StrongLifts 5x5
Replies
-
Hmmm, I feel funny posting here as it looks like I am the only girl but here goes.
I was directed to the stronglift site by one of you guys in another post and read through everything. I decided to give it a go. Cardio and faffing around with weights is just not doing it for me. I did my first day today and had a few questions.....
1) Doing the row my neck got very sore (the muscles that go from the neck to the shoulders). I assume that means I am doing something wrong but am not sure what it is. Any ideas? I was only on 65 lbs as it was my first day.
2) I am using one of those machines at work that keeps the bar in a track and you can rotate it to lock it in at any level. Medhi mentions on his website that the bar weighs 45 lbs so to just start with the bar. When I tried that it seemed WAY too light so I am wondering if the bar is lighter on those machines? I ended up adding 15 lbs to either side and starting there but worried that I may have started too high and am going to have issues in a few workouts.
3) Becuase the exercises didn't seem too bad yet I also did 15 min cardio first and did another weight routine (with small weights) for 10 min after. Is that a mistake? Should I just stick to the 5 x 5 or is it ok to add more?
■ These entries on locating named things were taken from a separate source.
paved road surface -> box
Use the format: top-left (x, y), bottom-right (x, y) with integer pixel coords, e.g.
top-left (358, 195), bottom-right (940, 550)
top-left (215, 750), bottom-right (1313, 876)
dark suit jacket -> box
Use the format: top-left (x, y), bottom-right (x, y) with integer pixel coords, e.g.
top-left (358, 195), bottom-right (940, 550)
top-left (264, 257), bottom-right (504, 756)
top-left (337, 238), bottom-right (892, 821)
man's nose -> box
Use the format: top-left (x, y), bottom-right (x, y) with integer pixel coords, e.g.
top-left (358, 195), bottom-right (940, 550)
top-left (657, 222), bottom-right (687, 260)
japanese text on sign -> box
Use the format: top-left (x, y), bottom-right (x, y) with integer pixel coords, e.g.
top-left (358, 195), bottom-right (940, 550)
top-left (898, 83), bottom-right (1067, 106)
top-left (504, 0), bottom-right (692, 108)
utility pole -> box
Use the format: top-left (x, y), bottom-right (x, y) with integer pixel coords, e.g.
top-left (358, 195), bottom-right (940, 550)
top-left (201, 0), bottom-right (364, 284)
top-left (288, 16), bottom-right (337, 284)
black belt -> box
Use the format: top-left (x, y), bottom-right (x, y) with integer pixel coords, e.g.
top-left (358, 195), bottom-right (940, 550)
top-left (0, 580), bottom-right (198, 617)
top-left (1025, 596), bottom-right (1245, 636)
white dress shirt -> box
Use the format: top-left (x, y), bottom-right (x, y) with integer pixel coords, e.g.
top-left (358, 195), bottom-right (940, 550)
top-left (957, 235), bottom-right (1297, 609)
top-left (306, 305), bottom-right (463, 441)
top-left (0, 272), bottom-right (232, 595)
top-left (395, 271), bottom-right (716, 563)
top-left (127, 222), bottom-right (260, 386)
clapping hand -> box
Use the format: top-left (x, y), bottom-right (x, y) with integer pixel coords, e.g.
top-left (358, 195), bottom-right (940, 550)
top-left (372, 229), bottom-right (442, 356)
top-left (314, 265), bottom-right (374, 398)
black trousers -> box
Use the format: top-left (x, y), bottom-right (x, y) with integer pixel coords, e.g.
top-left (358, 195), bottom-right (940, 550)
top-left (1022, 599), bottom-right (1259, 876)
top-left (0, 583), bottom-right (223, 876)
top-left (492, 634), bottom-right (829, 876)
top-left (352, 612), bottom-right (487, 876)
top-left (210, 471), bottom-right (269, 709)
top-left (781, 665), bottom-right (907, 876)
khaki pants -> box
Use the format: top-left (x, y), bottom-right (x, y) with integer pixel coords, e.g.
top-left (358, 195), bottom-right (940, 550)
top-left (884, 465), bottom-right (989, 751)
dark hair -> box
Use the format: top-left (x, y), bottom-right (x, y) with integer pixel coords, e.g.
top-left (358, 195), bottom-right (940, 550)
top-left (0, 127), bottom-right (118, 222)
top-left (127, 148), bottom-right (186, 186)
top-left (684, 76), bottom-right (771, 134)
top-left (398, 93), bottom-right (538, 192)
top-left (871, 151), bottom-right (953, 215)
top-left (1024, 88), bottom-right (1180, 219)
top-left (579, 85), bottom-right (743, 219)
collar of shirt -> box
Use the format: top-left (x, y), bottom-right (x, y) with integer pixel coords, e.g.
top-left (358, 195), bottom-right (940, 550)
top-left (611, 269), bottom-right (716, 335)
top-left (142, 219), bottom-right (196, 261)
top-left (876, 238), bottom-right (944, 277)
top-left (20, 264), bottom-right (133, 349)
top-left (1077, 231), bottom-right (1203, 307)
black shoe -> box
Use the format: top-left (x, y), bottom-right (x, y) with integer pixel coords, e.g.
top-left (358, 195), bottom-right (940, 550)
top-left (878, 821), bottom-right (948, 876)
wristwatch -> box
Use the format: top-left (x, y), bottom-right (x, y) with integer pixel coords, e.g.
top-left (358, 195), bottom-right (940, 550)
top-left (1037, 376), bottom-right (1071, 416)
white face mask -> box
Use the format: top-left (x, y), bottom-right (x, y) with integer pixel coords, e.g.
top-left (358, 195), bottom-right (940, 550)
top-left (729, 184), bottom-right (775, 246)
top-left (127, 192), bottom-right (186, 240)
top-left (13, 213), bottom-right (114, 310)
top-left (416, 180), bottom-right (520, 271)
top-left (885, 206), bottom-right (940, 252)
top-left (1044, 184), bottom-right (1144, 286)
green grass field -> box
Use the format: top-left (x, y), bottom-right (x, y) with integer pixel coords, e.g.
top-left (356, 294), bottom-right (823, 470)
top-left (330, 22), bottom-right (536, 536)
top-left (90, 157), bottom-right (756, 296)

4) I work out at work, but only work 4 days a week so that means I will only get to do it twice a week. How should I handle the loading after the longer break?
I am sure I will think of more :-)0 -
I hope that other girls will follow your lead and join us.
1. Where are you looking when you do the row? Don't try to look straight ahead as it will hurt your neck, look a couple feet in front of you. Just let your head be natural. If this isn't the problem, let us know.
2. I believe these are the smith machines that Medhi so despises. Do they have a regular power rack? My guess is no since you are working out at work. I will be going to work out in 1.5 hours and I will try to inquire about the weight as my gym has one as well, but my guess is it would be the same. I would say if the extra 30 lbs wasn't difficult for you, then it should be fine and just continue adding 5 lbs. Also remember to increase your deadlift by the same amount. I started out with some weight on the bar as well, but I had also been doing squats for a couple months before I started.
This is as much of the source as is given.